# Events in Eastern PA



## Omar Little (Feb 24, 2013)

I wasn't sure if I should post this in the Events and Clubs forum or here, it seems that forum is more for posting events? Part of "finding the right puppy" for me is attending as many events as possible to find the exact GSD that I'm looking for. 

So does anyone know of any events in Eastern PA that would be good for seeing a lot of working GSDs and maybe making some contacts? Or where do most of you go to find these events?

Thanks


----------



## Jax08 (Feb 13, 2009)

What events are you looking at? Schutzhund? You have several clubs around you. I was advised to visit the clubs over the events. First, the dogs are more likely to be stressed in training and second, people will have more time to talk to you. 
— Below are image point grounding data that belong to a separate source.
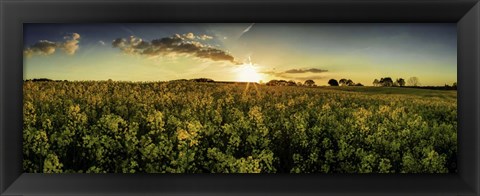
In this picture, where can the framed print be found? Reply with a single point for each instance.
(239, 98)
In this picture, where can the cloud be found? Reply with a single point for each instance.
(186, 44)
(45, 47)
(312, 70)
(70, 46)
(298, 74)
(246, 30)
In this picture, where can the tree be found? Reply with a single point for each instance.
(386, 81)
(272, 83)
(401, 82)
(350, 83)
(413, 81)
(309, 83)
(333, 82)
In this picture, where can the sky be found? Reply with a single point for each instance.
(249, 52)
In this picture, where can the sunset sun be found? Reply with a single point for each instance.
(247, 73)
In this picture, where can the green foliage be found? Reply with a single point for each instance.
(188, 127)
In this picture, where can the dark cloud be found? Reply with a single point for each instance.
(312, 70)
(186, 44)
(294, 74)
(45, 47)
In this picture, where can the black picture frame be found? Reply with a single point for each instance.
(13, 13)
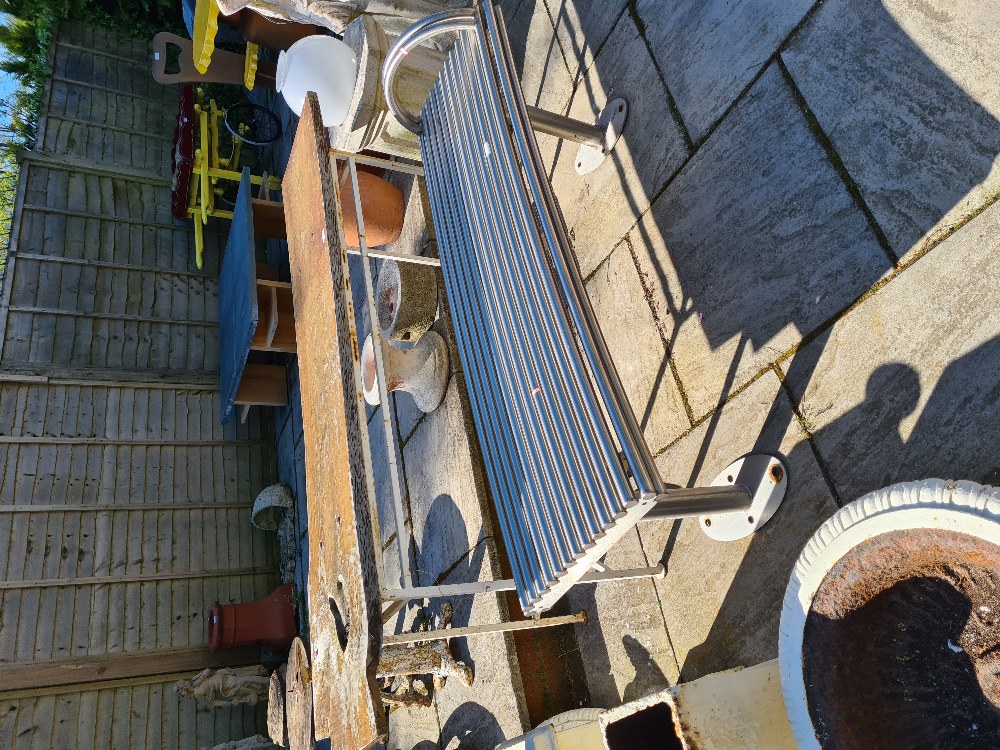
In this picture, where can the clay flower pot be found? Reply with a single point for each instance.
(266, 622)
(381, 206)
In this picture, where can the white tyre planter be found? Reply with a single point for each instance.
(963, 507)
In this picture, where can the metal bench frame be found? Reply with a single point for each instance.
(747, 492)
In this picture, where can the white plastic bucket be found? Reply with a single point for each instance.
(323, 64)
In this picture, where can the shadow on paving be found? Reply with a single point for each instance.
(765, 235)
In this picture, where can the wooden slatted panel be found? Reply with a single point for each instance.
(122, 718)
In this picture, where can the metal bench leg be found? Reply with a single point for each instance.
(596, 140)
(740, 500)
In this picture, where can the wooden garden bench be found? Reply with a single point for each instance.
(568, 467)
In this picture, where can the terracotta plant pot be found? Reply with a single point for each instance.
(266, 622)
(382, 207)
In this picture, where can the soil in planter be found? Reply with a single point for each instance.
(902, 645)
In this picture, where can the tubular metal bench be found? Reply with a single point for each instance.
(568, 467)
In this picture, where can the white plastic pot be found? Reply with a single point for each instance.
(323, 64)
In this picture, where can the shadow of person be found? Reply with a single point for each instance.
(445, 555)
(958, 431)
(471, 727)
(648, 677)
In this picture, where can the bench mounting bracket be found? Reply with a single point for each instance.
(612, 120)
(766, 478)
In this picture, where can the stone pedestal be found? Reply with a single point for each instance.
(369, 125)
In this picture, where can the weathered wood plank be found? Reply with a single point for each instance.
(348, 707)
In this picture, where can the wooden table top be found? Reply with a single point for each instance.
(344, 608)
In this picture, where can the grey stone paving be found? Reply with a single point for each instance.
(601, 207)
(753, 245)
(907, 92)
(721, 601)
(711, 51)
(885, 405)
(782, 160)
(618, 298)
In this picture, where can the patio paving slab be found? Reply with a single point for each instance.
(619, 302)
(722, 601)
(905, 387)
(453, 545)
(626, 649)
(583, 26)
(601, 207)
(907, 93)
(754, 244)
(709, 52)
(545, 78)
(413, 729)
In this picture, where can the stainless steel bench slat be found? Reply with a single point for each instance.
(552, 460)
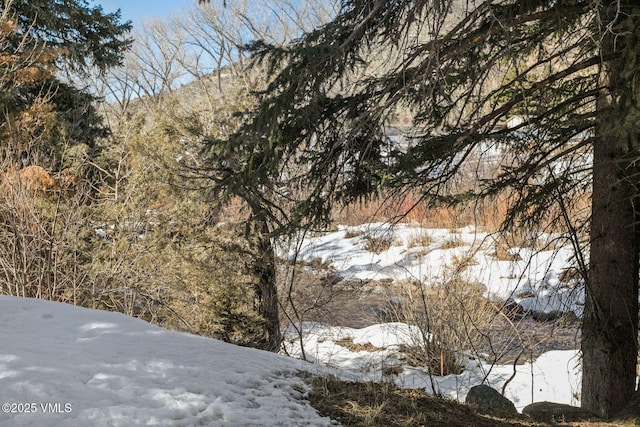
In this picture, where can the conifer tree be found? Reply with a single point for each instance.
(461, 70)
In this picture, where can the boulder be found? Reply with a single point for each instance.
(557, 412)
(486, 397)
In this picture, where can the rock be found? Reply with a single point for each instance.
(485, 397)
(558, 412)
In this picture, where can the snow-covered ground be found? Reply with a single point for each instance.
(67, 366)
(530, 279)
(62, 365)
(553, 377)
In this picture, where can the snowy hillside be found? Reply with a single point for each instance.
(531, 278)
(62, 365)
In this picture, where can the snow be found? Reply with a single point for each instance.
(554, 376)
(70, 366)
(62, 365)
(532, 280)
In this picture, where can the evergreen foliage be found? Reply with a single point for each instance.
(461, 71)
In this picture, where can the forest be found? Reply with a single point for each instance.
(246, 169)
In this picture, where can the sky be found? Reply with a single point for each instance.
(139, 10)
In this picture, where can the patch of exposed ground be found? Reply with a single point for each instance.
(320, 296)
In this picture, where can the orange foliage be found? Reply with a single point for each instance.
(33, 179)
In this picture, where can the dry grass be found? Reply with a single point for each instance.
(421, 240)
(377, 244)
(384, 404)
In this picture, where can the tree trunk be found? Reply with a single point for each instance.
(610, 323)
(266, 288)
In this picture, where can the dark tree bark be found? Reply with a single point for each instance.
(266, 287)
(610, 323)
(609, 328)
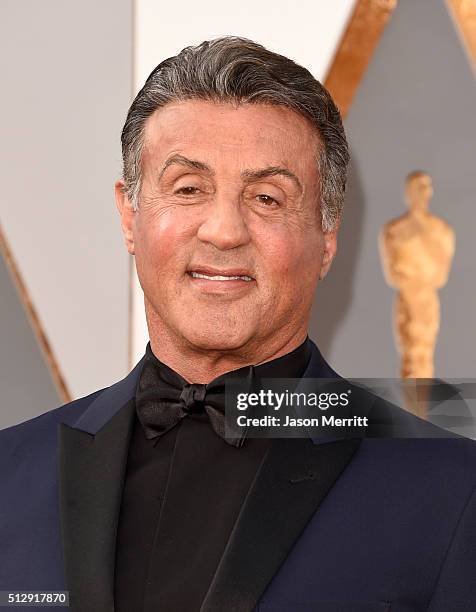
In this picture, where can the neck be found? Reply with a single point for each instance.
(201, 365)
(419, 212)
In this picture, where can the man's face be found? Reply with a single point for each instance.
(227, 239)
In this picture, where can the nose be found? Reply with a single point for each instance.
(224, 226)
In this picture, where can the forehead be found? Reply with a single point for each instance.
(422, 179)
(224, 133)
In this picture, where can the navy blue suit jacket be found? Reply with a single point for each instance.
(345, 525)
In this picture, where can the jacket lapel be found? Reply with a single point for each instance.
(294, 478)
(92, 461)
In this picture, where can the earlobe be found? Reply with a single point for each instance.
(126, 213)
(328, 253)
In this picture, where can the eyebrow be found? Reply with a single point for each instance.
(255, 175)
(248, 175)
(180, 160)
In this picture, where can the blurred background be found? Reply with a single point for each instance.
(71, 308)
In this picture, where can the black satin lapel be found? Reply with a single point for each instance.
(91, 478)
(294, 478)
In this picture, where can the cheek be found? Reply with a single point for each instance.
(291, 258)
(163, 238)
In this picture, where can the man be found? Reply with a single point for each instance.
(133, 498)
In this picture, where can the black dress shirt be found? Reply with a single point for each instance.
(181, 498)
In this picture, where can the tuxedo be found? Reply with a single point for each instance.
(341, 525)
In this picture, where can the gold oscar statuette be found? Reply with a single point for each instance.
(416, 251)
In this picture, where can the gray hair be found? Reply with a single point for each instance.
(238, 70)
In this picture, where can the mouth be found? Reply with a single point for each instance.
(214, 279)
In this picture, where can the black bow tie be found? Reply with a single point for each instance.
(163, 398)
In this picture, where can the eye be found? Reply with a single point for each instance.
(266, 199)
(187, 190)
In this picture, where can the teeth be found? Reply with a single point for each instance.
(198, 275)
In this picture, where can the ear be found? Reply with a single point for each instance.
(328, 253)
(126, 212)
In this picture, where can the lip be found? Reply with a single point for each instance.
(209, 271)
(225, 289)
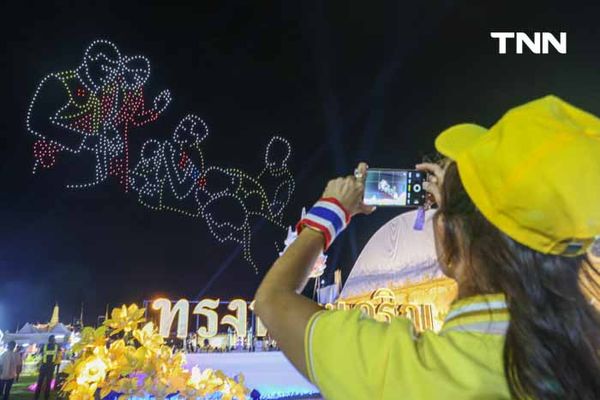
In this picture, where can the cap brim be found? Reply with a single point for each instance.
(458, 138)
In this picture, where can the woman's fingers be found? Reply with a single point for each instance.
(434, 180)
(432, 168)
(434, 189)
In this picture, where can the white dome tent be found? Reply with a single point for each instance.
(402, 261)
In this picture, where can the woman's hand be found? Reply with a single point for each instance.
(435, 179)
(349, 191)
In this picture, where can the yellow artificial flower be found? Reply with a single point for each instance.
(148, 336)
(91, 338)
(116, 366)
(93, 371)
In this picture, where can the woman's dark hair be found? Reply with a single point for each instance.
(552, 348)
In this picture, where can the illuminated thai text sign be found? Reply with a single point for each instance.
(381, 306)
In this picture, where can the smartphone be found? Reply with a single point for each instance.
(394, 187)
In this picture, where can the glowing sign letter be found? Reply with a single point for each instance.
(167, 315)
(260, 328)
(240, 321)
(207, 308)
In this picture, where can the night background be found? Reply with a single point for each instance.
(343, 81)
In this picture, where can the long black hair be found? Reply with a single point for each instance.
(552, 348)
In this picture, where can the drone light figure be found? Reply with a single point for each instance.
(91, 110)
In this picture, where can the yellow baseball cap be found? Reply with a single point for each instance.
(535, 174)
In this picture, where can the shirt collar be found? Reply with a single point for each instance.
(480, 314)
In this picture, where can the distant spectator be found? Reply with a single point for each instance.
(10, 363)
(50, 356)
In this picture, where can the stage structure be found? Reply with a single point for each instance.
(81, 118)
(397, 273)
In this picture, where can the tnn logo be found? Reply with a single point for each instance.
(539, 44)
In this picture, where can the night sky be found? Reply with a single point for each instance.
(343, 81)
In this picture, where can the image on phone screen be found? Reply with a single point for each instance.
(394, 187)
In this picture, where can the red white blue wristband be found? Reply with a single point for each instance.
(328, 216)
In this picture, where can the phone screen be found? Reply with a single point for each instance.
(394, 187)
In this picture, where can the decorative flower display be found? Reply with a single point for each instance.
(127, 358)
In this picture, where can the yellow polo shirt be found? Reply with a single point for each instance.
(351, 356)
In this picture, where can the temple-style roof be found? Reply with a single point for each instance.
(395, 256)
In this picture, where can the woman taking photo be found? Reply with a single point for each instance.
(518, 210)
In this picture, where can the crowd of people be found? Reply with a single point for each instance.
(196, 344)
(11, 366)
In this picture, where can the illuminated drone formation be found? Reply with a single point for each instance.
(90, 111)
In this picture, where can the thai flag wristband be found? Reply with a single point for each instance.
(328, 216)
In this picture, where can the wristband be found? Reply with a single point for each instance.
(328, 216)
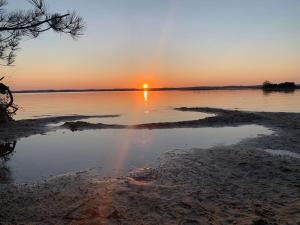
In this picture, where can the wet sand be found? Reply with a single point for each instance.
(238, 184)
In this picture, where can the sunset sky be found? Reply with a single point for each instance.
(165, 43)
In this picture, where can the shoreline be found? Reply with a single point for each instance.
(237, 184)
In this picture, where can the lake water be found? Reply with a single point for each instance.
(115, 152)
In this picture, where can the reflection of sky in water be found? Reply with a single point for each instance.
(134, 104)
(115, 151)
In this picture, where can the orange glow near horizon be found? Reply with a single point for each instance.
(145, 86)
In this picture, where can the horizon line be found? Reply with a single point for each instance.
(187, 88)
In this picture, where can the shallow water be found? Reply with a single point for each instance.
(113, 151)
(156, 106)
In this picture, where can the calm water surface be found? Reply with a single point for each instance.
(135, 108)
(114, 152)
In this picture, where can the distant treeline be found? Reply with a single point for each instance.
(268, 86)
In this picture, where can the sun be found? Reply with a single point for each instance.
(145, 86)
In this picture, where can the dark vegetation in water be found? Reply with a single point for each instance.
(286, 86)
(7, 106)
(19, 24)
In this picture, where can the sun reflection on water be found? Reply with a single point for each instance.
(145, 95)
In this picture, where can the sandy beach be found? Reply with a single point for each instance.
(239, 184)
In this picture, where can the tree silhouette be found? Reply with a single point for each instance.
(31, 23)
(19, 24)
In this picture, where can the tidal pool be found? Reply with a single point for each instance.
(114, 152)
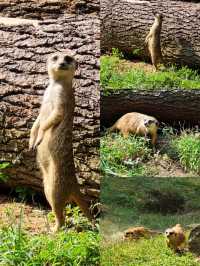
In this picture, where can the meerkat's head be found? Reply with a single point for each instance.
(170, 233)
(158, 17)
(151, 122)
(61, 65)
Here is a listing of clubs and events
United Schutzhund Clubs of America - For the German Shepherd Dog


----------



## Omar Little (Feb 24, 2013)

Anything I can learn something at  Schutzhund clubs would be good though, I would like to get into that once I do find a pup. I'll start with that site, thanks Michelle.


----------



## Jax08 (Feb 13, 2009)

Your welcome. I'm going to try to get to some this summer.


----------



## Jax08 (Feb 13, 2009)

You might want to add this to your calender

WUSV2013 Master Page


----------



## Zahnburg (Nov 13, 2009)

Jax08 said:


> You might want to add this to your calender
> 
> WUSV2013 Master Page


Good call.


----------



## Omar Little (Feb 24, 2013)

Jax08 said:


> You might want to add this to your calender
> 
> WUSV2013 Master Page


Oooooh, absolutely! I've been there for a few Union matches, looking forward to this one.


----------